Une « rivalité structurante » avec l’Arabie saoudite

Cette rivalité est déterminée par un déséquilibre démographique – l’Iran est quatre fois plus peuplé que l’Arabie saoudite – et historique – un Iran ancré nationalement face à une monarchie récente alliée aux Américains. Ce dernier déterminant explique la rhétorique victimaire de la République islamique face à une Arabie saoudite en quête d’alliances contre un puissant voisin. La relation est donc enfermée dans un cercle vicieux. Cette relation ne saurait être analysée au prisme de la religion. En réalité, « ce n’est pas l’islam, mais l’islamisme qui avive la rivalité irano-saoudienne « . Mais, en dépit de nombreux épisodes de tensions depuis le XXe siècle, par exemple autour des lieux de pèlerinage, force est de constater l’absence de conflit armé direct entre les deux Etats. L’Arabie saoudite a tendu la main à l’Iran sous les présidences de Rafsandjani et Khatami, et l’actuel prince héritier n’a encore rien entrepris contre l’Iran. Le seul de terrain de confrontation indirect reste le Yémen.
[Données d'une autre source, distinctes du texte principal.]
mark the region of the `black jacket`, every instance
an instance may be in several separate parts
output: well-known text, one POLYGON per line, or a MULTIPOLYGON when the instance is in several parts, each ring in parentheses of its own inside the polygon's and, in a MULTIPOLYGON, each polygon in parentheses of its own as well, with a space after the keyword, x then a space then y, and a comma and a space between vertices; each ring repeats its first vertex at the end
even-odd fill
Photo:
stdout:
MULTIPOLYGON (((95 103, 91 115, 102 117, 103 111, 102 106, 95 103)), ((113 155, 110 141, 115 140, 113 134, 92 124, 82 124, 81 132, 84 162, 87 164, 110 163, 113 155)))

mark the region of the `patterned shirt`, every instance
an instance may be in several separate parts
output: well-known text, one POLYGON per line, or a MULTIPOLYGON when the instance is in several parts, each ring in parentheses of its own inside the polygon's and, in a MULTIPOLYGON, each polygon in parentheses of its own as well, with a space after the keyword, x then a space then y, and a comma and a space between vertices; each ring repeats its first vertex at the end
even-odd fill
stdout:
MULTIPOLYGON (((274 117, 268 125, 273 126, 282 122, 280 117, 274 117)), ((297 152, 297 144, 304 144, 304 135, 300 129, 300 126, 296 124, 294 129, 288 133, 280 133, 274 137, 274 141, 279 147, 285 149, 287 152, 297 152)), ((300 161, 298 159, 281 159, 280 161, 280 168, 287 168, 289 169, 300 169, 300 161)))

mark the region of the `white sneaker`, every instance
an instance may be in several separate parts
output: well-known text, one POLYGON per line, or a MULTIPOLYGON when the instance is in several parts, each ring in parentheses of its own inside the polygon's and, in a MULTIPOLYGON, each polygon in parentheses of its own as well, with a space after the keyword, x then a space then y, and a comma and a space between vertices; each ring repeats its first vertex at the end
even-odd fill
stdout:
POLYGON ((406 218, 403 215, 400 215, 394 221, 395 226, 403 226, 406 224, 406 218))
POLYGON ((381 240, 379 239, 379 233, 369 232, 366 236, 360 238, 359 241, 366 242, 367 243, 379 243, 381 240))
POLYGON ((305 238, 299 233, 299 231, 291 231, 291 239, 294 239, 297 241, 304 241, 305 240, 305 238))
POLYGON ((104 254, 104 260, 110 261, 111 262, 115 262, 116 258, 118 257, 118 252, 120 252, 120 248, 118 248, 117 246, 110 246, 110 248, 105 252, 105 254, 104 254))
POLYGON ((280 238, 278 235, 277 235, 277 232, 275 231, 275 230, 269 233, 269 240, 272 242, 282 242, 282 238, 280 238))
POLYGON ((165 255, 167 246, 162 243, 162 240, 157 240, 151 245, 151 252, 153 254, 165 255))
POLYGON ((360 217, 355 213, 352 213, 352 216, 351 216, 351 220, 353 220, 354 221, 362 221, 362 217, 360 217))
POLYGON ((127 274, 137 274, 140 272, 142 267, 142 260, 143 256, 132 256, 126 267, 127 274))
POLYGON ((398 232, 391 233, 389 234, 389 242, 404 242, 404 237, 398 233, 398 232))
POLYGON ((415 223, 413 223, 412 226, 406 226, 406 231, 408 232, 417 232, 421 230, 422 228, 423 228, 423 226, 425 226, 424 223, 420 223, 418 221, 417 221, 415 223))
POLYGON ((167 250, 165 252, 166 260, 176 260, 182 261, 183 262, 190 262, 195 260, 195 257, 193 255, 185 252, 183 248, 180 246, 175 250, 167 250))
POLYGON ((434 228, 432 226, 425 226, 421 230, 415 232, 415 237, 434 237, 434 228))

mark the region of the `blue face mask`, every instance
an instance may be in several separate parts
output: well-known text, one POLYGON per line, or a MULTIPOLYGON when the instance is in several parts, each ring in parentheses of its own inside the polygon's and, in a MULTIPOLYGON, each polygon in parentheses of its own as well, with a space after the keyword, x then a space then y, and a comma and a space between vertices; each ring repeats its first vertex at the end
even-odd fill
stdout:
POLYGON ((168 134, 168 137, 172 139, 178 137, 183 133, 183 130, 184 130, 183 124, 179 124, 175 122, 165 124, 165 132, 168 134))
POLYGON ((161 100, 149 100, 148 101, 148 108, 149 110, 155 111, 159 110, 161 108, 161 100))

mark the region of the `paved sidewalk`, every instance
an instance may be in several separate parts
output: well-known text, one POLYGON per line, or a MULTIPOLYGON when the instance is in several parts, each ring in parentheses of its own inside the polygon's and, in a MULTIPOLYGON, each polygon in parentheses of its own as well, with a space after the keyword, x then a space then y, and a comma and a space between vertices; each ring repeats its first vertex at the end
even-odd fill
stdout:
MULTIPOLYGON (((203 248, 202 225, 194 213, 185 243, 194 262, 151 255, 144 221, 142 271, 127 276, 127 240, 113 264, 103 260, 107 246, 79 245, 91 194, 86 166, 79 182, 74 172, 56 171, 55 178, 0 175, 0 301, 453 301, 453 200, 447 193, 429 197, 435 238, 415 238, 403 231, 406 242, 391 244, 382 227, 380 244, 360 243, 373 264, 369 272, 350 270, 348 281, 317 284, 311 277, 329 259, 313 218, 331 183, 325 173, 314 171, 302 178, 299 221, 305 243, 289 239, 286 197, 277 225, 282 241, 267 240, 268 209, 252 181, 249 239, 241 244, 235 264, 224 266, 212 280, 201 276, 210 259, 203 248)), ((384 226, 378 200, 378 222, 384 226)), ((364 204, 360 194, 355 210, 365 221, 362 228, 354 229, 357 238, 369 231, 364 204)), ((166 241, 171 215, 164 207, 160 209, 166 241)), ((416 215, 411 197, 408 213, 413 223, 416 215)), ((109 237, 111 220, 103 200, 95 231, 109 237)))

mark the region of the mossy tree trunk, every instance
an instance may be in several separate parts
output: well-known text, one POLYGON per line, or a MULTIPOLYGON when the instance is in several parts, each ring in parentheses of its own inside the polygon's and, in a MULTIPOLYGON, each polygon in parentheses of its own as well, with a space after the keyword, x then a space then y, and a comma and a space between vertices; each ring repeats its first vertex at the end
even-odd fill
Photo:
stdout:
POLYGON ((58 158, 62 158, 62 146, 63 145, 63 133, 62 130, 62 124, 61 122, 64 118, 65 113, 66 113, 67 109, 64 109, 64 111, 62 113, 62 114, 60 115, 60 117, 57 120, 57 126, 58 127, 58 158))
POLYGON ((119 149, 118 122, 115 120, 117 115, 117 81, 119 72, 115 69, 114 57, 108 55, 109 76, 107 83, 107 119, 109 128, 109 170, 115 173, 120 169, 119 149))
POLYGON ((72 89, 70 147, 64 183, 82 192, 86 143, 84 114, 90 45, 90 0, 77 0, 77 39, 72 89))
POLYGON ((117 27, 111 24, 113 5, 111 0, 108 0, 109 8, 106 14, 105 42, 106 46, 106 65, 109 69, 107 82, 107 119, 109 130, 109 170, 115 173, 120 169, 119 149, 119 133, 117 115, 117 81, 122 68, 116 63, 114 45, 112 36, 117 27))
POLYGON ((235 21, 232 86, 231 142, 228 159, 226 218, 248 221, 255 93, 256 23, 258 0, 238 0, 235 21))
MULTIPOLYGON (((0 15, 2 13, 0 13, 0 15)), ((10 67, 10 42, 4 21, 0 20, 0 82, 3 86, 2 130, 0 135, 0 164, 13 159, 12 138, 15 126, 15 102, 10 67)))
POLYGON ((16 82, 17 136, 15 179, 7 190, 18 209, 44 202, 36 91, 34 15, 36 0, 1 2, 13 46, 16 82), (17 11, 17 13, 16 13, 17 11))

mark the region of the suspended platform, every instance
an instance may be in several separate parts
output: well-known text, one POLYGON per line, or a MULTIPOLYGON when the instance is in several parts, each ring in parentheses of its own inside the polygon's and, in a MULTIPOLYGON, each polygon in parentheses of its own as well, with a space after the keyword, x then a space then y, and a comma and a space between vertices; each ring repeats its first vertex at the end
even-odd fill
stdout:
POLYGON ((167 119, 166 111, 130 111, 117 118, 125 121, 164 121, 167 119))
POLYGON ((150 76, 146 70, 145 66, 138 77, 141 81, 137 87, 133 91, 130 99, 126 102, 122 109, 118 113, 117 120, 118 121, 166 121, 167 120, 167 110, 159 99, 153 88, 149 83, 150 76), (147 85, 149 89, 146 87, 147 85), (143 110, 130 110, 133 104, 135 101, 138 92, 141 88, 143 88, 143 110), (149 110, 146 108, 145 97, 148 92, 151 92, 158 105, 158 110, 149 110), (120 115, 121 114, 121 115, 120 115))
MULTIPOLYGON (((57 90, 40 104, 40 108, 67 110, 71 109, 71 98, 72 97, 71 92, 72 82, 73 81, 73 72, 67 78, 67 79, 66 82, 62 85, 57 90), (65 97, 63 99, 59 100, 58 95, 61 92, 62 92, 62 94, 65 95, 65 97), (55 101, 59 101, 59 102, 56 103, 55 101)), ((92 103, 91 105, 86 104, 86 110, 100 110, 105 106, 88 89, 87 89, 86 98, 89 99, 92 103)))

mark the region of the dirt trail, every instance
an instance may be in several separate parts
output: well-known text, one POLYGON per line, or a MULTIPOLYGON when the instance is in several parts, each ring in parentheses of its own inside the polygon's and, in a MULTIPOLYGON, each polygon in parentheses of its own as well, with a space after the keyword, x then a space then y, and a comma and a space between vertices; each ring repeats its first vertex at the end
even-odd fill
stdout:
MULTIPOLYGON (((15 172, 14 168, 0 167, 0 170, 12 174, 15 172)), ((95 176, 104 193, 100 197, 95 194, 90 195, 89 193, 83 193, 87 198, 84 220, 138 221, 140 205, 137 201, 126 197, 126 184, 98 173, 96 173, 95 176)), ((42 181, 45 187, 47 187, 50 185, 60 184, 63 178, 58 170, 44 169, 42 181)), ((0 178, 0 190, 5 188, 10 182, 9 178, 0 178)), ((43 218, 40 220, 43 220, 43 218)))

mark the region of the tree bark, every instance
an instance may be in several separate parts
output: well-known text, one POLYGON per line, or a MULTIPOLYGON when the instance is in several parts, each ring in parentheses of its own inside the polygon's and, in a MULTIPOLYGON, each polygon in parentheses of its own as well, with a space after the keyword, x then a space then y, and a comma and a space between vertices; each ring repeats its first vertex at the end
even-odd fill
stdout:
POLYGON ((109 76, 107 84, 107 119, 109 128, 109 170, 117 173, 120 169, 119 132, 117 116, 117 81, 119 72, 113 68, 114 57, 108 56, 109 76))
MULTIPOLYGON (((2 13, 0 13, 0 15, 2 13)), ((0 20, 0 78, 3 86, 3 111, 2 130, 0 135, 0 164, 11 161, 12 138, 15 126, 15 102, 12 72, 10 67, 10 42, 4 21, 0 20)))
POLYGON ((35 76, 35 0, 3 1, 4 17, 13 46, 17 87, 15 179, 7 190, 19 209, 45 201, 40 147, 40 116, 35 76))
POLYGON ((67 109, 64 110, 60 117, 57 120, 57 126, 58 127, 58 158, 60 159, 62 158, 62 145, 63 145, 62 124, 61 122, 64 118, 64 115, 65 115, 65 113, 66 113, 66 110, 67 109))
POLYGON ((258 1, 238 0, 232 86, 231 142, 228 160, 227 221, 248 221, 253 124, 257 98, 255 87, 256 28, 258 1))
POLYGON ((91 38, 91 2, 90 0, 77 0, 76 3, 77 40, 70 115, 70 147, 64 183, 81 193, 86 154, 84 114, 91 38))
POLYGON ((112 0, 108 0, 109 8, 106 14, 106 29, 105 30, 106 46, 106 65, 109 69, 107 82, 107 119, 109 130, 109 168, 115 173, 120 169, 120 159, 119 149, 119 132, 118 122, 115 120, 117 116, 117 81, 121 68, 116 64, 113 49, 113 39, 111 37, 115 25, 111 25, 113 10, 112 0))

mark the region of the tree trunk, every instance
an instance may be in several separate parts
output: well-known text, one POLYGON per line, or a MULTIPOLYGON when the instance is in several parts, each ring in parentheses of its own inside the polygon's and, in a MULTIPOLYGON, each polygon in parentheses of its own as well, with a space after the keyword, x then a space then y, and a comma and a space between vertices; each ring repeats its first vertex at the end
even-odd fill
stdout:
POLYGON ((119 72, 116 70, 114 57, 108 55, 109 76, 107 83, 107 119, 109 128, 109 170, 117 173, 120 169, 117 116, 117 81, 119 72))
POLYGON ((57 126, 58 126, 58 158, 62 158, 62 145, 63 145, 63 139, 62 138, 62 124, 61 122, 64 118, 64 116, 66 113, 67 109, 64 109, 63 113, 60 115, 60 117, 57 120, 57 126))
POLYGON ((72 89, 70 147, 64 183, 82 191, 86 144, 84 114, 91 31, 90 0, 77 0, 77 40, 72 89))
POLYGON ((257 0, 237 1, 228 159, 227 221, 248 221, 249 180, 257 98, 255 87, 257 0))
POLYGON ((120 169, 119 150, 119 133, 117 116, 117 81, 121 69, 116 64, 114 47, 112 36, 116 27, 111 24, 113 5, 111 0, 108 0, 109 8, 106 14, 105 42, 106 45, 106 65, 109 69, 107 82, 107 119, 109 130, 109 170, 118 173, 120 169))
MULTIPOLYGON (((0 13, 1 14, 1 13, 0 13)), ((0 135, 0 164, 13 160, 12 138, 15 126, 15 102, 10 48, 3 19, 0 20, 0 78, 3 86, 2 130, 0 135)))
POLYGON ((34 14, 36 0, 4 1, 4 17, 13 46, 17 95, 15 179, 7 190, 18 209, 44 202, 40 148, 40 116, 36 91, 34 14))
Finalement, seule une correction des déséquilibres permettrait d’envisage un apaisement des tensions. Il s’agit tout d’abord d’un déséquilibre démographique, entre un Iran ayant achevé sa transition et une monarchie dont l’essor démographique est tiré par l’immigration. Ensuite, il importe de corriger un déséquilibre économique : l’Arabie saoudite a largement dépassé l’Iran, dont l’industrie souffre gravement des sanctions. Enfin, l’apaisement de la situation en Irak permettrait de reconstituer le triangle géopolitique du Golfe – Iran, Irak, Arabie saoudite – qui prévalait avant 2003.